In 2008, Nixon began a well-publicised campaign to escalate the Irish experiment and set up a formal system for recruiting promising young Irish Gaelic footballers for AFL teams. The plan was criticised by many Gaelic football officials and players, including Sydney's Tadhg Kennelly. Some consider that the campaign, which included screening camps in Ireland in August 2008, will result in a talent drain from Ireland to Australia, something that Nixon refutes.

=== Controversy and loss of accreditation ===
Nixon was deeply affected by the death of his longtime friend Clinton Grybas in January 2008, and subsequently lapsed into drug and alcohol addiction. In an interview with News.com.au, Nixon stated that "(After Grybas’ death) I started drinking, I had never done drugs in my life. I started doing cocaine, and I got addicted." In 2009, Nixon received a drink driving charge when he left the scene of an accident that he was involved in.

On 19 February 2011, it was claimed by a number of press agencies that Nixon had an inappropriate relationship with a 17-year-old girl. The girl had previously been embroiled in a series of controversies involving players from the St Kilda Football Club, including one of Nixon's major clients, Nick Riewoldt. Nixon admitted to visiting the girl at her hotel room on at least three occasions and providing her with alcohol.

Nixon fled Australia for London following the incident. He described an incident in which he pondered suicide while in England, but was talked out of it by former St. Kilda President Rod Butterss, who encouraged him to return to Australia.

He was given a two-year suspension by the AFL Players' Association Accreditation Board, on 18 March 2011. Following the loss of his accreditation, Nixon entered negotiations to sell his agency, Flying Start. Former Richmond Football Club president Clinton Casey purchased the agency for $900,000.

In July 2012 Nixon was charged with five offences following an alleged assault. In March 2013 Nixon pleaded guilty to charges of assault against his former fiancée and attempting to flee the police. He was sentenced to 200 hours of community service.
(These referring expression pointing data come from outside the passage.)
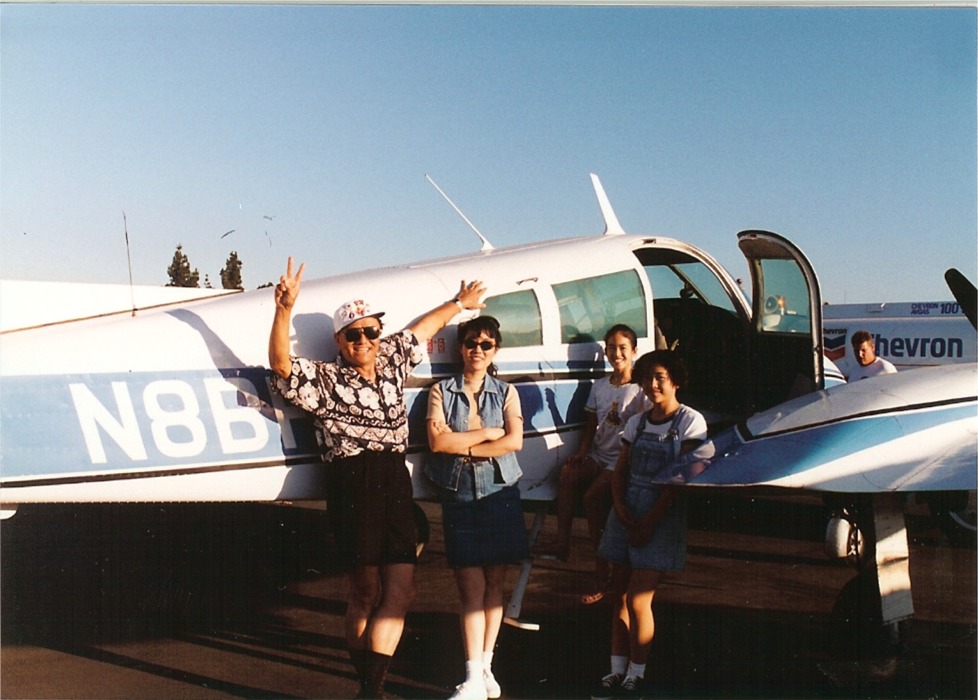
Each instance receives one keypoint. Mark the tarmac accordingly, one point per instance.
(245, 600)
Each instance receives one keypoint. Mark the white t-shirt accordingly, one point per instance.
(613, 406)
(874, 368)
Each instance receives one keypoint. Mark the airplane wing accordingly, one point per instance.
(912, 431)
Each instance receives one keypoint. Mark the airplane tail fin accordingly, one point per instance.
(611, 225)
(964, 293)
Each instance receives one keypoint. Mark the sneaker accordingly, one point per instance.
(470, 690)
(492, 685)
(632, 688)
(608, 687)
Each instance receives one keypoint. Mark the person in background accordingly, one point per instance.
(870, 364)
(611, 402)
(357, 403)
(645, 536)
(475, 427)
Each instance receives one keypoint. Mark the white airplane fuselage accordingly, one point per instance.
(173, 403)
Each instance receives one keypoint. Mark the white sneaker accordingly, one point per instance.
(492, 685)
(470, 690)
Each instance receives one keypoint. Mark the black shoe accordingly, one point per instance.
(607, 688)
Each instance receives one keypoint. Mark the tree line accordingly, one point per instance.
(182, 275)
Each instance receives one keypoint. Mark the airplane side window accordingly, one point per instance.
(519, 318)
(589, 307)
(786, 306)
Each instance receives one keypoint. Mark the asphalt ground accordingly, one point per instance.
(244, 600)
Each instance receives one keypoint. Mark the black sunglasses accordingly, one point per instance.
(486, 345)
(352, 335)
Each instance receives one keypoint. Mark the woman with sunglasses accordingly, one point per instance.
(475, 427)
(358, 407)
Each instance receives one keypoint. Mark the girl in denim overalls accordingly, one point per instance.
(645, 535)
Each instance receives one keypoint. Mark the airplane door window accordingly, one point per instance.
(786, 298)
(519, 318)
(589, 307)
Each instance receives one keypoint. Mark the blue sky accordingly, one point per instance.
(307, 130)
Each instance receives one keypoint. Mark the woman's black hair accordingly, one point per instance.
(673, 363)
(477, 326)
(625, 331)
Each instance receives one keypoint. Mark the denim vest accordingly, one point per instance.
(445, 469)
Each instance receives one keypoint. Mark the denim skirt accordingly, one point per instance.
(486, 531)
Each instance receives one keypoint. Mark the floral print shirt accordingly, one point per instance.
(352, 414)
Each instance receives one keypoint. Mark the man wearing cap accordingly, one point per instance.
(361, 424)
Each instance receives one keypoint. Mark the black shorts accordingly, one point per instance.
(370, 504)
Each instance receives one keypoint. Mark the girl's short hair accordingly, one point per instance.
(477, 326)
(625, 331)
(673, 363)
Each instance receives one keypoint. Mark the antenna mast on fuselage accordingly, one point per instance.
(611, 225)
(486, 245)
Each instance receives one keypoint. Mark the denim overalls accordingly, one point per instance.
(650, 455)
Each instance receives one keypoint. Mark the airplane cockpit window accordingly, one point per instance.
(589, 307)
(519, 318)
(786, 301)
(688, 280)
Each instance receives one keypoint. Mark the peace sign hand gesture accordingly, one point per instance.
(287, 289)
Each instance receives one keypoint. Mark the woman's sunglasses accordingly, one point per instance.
(486, 345)
(352, 335)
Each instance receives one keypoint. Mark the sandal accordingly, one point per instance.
(592, 597)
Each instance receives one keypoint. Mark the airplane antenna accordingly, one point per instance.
(486, 245)
(611, 225)
(132, 292)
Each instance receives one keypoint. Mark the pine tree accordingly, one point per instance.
(180, 272)
(231, 272)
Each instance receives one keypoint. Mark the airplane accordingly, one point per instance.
(173, 404)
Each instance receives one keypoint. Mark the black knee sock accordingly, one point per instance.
(375, 675)
(359, 659)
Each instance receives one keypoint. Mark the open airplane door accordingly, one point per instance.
(786, 337)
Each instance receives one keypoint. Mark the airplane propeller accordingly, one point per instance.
(964, 293)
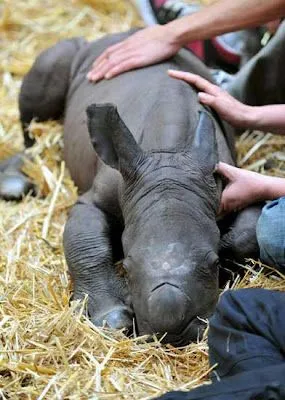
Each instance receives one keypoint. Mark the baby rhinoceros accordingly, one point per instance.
(143, 157)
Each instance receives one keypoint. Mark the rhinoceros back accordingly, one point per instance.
(161, 112)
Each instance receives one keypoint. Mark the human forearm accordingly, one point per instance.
(266, 118)
(272, 188)
(225, 16)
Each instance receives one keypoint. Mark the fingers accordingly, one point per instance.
(114, 56)
(207, 99)
(196, 80)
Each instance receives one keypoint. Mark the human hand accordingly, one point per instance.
(243, 188)
(145, 47)
(230, 109)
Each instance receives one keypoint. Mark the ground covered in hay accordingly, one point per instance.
(47, 350)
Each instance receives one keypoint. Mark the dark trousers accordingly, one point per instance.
(247, 341)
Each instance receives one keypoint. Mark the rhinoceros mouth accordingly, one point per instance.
(193, 332)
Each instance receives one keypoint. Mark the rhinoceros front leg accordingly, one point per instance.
(89, 255)
(239, 240)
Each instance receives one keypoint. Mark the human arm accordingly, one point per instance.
(160, 42)
(226, 16)
(266, 118)
(247, 187)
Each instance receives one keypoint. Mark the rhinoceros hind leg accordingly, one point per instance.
(89, 254)
(44, 88)
(13, 183)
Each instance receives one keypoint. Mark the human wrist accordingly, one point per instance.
(178, 31)
(251, 117)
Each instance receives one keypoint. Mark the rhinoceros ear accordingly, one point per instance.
(205, 144)
(111, 139)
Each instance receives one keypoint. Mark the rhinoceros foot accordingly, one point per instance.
(14, 186)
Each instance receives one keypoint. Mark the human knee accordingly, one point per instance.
(270, 233)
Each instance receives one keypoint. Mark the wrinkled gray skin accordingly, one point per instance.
(148, 192)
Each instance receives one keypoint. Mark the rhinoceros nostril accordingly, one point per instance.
(168, 307)
(162, 284)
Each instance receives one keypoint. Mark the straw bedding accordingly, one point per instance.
(48, 349)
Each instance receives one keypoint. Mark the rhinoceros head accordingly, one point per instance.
(169, 202)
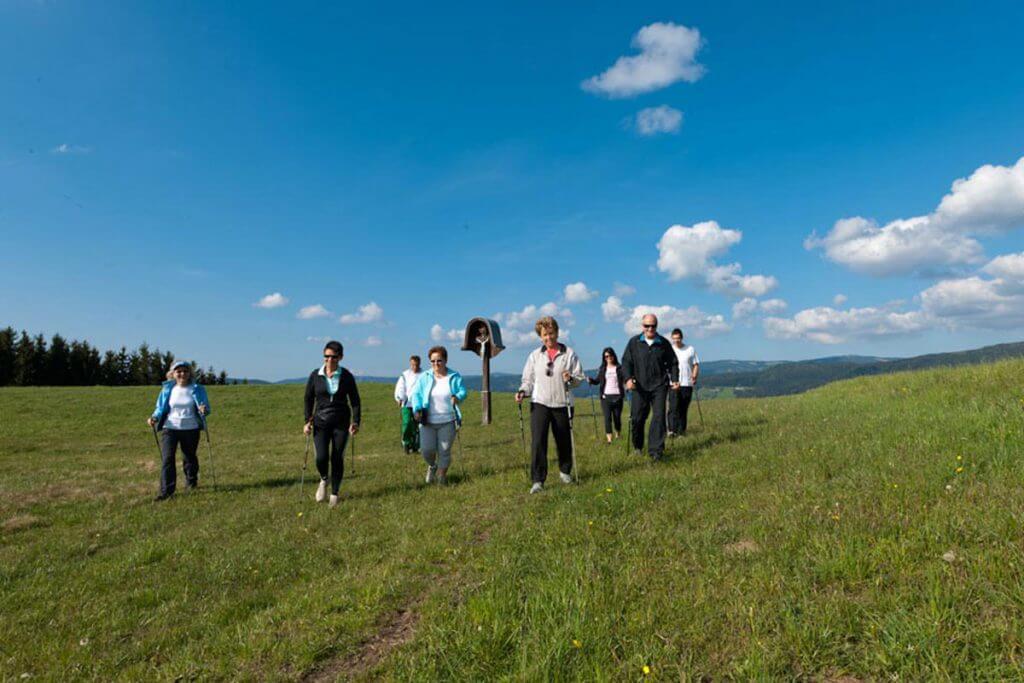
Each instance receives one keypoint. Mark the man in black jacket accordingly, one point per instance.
(650, 368)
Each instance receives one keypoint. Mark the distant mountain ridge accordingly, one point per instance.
(766, 378)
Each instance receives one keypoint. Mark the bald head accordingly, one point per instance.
(649, 326)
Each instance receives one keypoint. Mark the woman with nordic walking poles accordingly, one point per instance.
(549, 376)
(180, 413)
(434, 400)
(332, 412)
(611, 385)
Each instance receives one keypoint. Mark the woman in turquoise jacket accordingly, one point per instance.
(181, 411)
(435, 401)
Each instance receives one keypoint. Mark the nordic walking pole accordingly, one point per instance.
(593, 414)
(305, 461)
(209, 450)
(576, 471)
(696, 392)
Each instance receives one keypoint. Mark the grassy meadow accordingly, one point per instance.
(868, 529)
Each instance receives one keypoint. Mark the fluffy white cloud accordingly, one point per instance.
(370, 312)
(692, 321)
(995, 303)
(686, 252)
(748, 306)
(668, 54)
(579, 293)
(990, 201)
(437, 333)
(275, 300)
(66, 148)
(654, 120)
(309, 312)
(525, 318)
(624, 291)
(830, 326)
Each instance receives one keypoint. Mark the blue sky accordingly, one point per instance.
(165, 166)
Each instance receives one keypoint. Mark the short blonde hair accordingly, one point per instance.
(546, 323)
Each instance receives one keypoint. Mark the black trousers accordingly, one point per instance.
(188, 440)
(652, 401)
(679, 406)
(330, 442)
(611, 406)
(542, 419)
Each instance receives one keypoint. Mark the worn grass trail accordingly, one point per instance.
(868, 528)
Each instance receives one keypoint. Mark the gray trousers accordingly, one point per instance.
(188, 439)
(435, 443)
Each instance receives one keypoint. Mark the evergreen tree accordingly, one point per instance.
(58, 363)
(7, 356)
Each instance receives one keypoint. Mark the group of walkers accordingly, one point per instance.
(660, 374)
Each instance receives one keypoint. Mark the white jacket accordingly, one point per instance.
(403, 387)
(547, 389)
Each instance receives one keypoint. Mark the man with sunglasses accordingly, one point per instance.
(651, 369)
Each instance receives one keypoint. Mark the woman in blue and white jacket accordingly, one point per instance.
(434, 400)
(181, 410)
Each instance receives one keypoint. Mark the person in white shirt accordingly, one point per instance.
(549, 376)
(679, 399)
(402, 395)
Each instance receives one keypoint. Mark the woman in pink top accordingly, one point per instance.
(611, 381)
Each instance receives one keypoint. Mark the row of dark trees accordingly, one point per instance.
(28, 360)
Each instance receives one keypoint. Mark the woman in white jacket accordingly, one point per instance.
(550, 374)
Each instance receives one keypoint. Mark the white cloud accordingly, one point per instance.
(525, 318)
(275, 300)
(437, 333)
(996, 303)
(371, 312)
(692, 321)
(990, 201)
(579, 293)
(624, 291)
(654, 120)
(686, 252)
(668, 54)
(830, 326)
(309, 312)
(66, 148)
(613, 310)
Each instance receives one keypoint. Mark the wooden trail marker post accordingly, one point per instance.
(483, 337)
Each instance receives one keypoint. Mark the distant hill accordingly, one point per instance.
(795, 377)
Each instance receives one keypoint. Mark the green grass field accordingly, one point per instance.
(871, 529)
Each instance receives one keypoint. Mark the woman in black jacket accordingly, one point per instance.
(611, 381)
(330, 391)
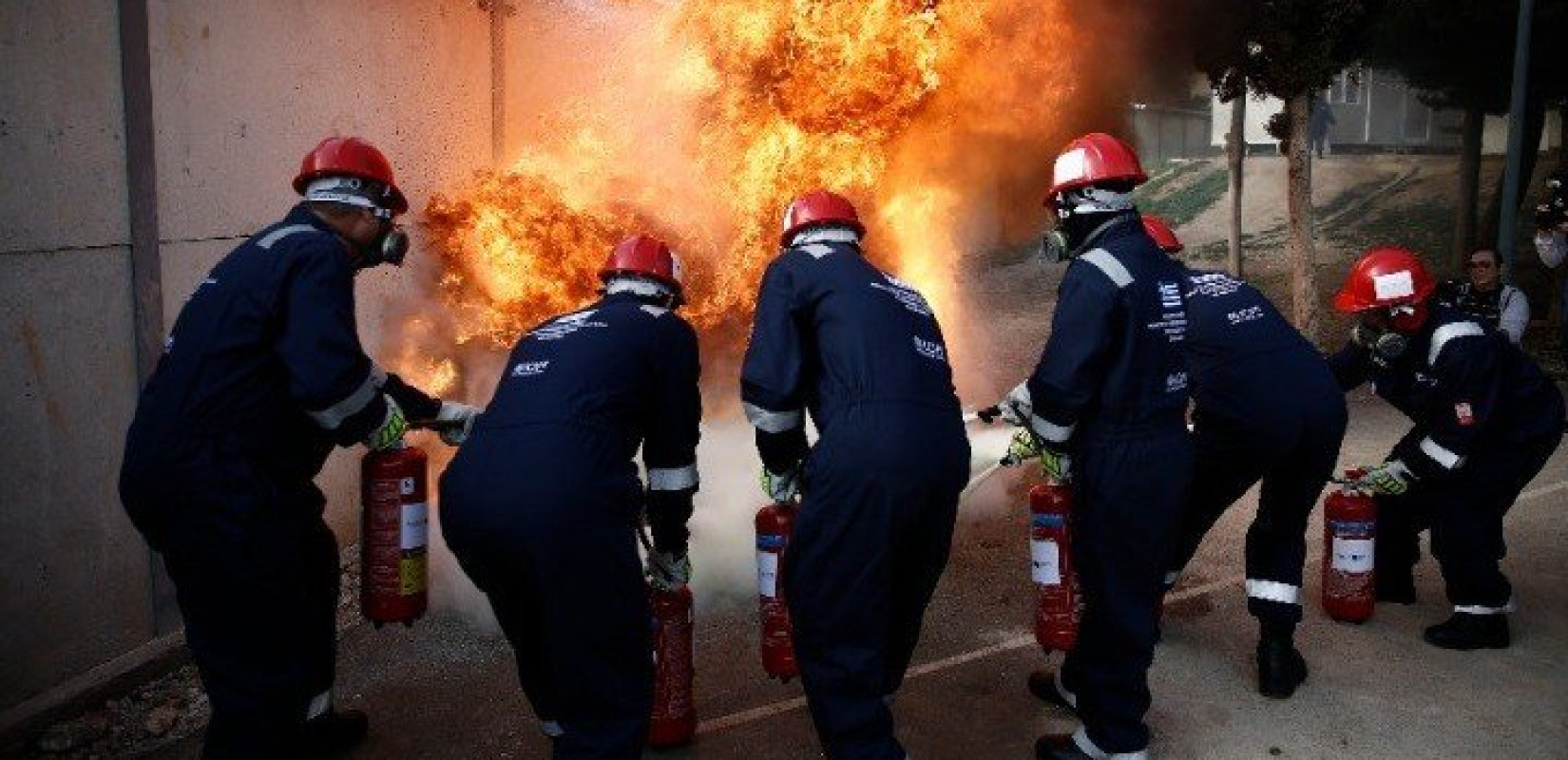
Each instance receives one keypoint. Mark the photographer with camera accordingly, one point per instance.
(1551, 238)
In May 2013 Nixon was pulled over by police for speaking on his mobile phone while driving; he was found to also be driving while intoxicated and with a suspended licence.

In 2013, Nixon launched a stand-up comedy routine titled "Chicken Train". He announced plans to perform at the Melbourne International Comedy Festival, but did not get a slot to perform at the festival.

Nixon has now been accused of kneeing a police officer while in court facing prior assault charges. The incident reportedly occurred at the Melbourne Magistrates court where Nixon was facing charges stemming from an incident in March 2022. In the case, Nixon was accused of unlawful assault and discharging a missile, after Nixon reportedly assaulted a man in Port Melbourne. Nixon's lawyers claimed that the former football agent was acting in self-defence at the time.

== Later career ==
In 2014, Nixon relaunched Flying Start International as a sports agency and consultancy, having retained the rights to the brand. He also stated that he did not intend to regain accreditation. In 2015, Nixon was arrested for allegedly threatening to assault a two-year-old child on Facebook.

In January 2019, Nixon, along with his sons Lewis and Mitchell, started a charity known as Kicking for Cancer. It holds a charity football match every year to raise money to go towards kids with cancer. The charity is no longer operating as of March 2022. According to the ACNC, the charity has not submitted any financial reports in its 3 years of operation.

In July 2019, he started a new business, Vital Health Checks. The business reportedly used ex-ambulances to give people health checks at their preferred location.

In November 2023 Nixon was charged with selling AFL memorabilia with forged player signatures. Nixon claims he was unaware that the signatures were forged.

In April 2025 Nixon was arrested and charged over a series of posts made to his social media accounts that threatened police. Nixon claims in his defense that his account was hacked.